After cruising the streets of downtown Portland to kill some time, we return to Sege's, and Z-Trip takes the stage a little before midnight. The club is primarily a dance hall and reggae venue, and Z-Trip spins accordingly. Alongside the Jamaican strains, Z-Trip throws on tracks like "Dust in the Wind," Christina Aguilera's "Genie in a Bottle," some AC/DC and a little Van Halen. A crew of hard-core reggae/dance-hall heads in the audience repeatedly request the same songs, causing Z-Trip to turn the music down and take the microphone. "Listen, I play what the fuck I want to play; if you don't like it, there's the door. Feel free to use it." The majority of the crowd roars its approval, while a handful of patrons leave the venue, one girl flipping off Z-Trip as she leaves. He smiles and raises his finger to return the salute. The show's not overwhelmingly packed -- there are about 200 people in attendance -- but the crowd is dancing furiously, and Z-Trip's working the room with a steady stream of smooth segues.

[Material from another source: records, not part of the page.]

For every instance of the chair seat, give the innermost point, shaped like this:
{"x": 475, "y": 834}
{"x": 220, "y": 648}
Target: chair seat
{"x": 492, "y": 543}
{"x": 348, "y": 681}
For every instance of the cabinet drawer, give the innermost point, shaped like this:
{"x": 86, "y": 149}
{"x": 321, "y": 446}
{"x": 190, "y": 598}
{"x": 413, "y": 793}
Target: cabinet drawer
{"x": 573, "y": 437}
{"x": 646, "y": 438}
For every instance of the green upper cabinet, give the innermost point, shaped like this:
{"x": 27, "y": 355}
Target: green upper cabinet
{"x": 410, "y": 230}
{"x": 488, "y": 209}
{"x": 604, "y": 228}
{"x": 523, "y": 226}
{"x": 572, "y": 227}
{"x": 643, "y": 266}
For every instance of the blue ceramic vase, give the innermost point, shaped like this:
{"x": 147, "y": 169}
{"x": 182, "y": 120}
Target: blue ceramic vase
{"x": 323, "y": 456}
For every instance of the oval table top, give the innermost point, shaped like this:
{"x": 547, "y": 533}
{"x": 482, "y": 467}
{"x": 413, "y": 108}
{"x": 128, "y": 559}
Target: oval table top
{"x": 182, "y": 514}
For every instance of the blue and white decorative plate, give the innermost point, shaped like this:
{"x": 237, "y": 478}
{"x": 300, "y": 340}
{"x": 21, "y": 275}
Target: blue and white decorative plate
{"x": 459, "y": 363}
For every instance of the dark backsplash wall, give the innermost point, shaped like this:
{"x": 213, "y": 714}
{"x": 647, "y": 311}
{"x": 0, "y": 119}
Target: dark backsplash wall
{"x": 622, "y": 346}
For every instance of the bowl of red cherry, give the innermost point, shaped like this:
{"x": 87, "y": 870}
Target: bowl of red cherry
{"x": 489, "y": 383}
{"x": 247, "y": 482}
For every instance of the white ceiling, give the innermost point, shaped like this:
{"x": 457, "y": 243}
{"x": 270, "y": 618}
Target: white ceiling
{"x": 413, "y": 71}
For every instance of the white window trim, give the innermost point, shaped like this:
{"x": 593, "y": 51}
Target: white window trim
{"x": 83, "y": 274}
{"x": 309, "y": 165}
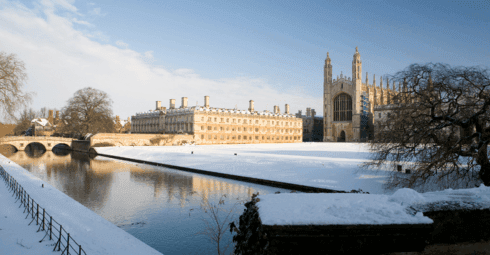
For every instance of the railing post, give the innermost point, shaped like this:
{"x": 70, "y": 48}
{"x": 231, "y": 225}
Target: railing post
{"x": 50, "y": 226}
{"x": 43, "y": 217}
{"x": 37, "y": 215}
{"x": 68, "y": 245}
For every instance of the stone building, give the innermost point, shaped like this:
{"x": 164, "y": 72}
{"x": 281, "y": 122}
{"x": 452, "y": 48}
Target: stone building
{"x": 349, "y": 103}
{"x": 122, "y": 126}
{"x": 150, "y": 122}
{"x": 211, "y": 125}
{"x": 312, "y": 126}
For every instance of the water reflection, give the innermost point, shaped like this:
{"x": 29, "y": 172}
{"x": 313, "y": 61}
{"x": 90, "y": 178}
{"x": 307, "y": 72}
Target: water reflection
{"x": 152, "y": 203}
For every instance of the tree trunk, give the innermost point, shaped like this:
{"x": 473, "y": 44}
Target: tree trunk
{"x": 483, "y": 161}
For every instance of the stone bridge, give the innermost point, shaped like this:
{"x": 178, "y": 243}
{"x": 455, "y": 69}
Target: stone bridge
{"x": 21, "y": 142}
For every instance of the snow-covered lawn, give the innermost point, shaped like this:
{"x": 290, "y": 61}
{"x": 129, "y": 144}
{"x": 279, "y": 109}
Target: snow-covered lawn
{"x": 346, "y": 209}
{"x": 325, "y": 165}
{"x": 95, "y": 234}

We finally leave the club and get back to the hotel at 4 a.m. Our wake-up call is for 6 in the morning, at which point we haul our exhausted asses and increasingly cumbersome gear back to the Portland airport and board a flight to Ontario, California.
Saturday, 12 noon We arrive at the Ontario airport, but there's no one to pick us up and drive us to the venue in San Bernardino, some 40 miles away. Z-Trip is frantically calling the promoters. He walks out of the terminal and looks at his watch, realizing he'll soon be due on the second stage of the Smokeout. Eventually, an obliging promoter rings back and tells us to call the Radisson Hotel in San Bernardino who'll send a van to get us. We end up at the airport for two hours waiting for the ride. On the drive over, we pass a highway billboard for Starburst candy that depicts a young DJ spinning large slices of fruit -- the turntablist's place in pop culture cemented in a single capitalistic snapshot.
At the hotel, we wait impatiently for another ride, this one to the venue. Z-Trip is supposed to play in between the main stage acts for the first third of the day, but by the time we've made it to the hotel, the show's been going on for a couple hours. Z-Trip assumes that the slots have been switched, with DJ Swamp (Beck's DJ) holding the early shift and Tony Touch, the third main-stage DJ, taking the evening shift. Eventually, a Chevy Rambler stretch limousine shows up, and we're carted off to DJ Hell.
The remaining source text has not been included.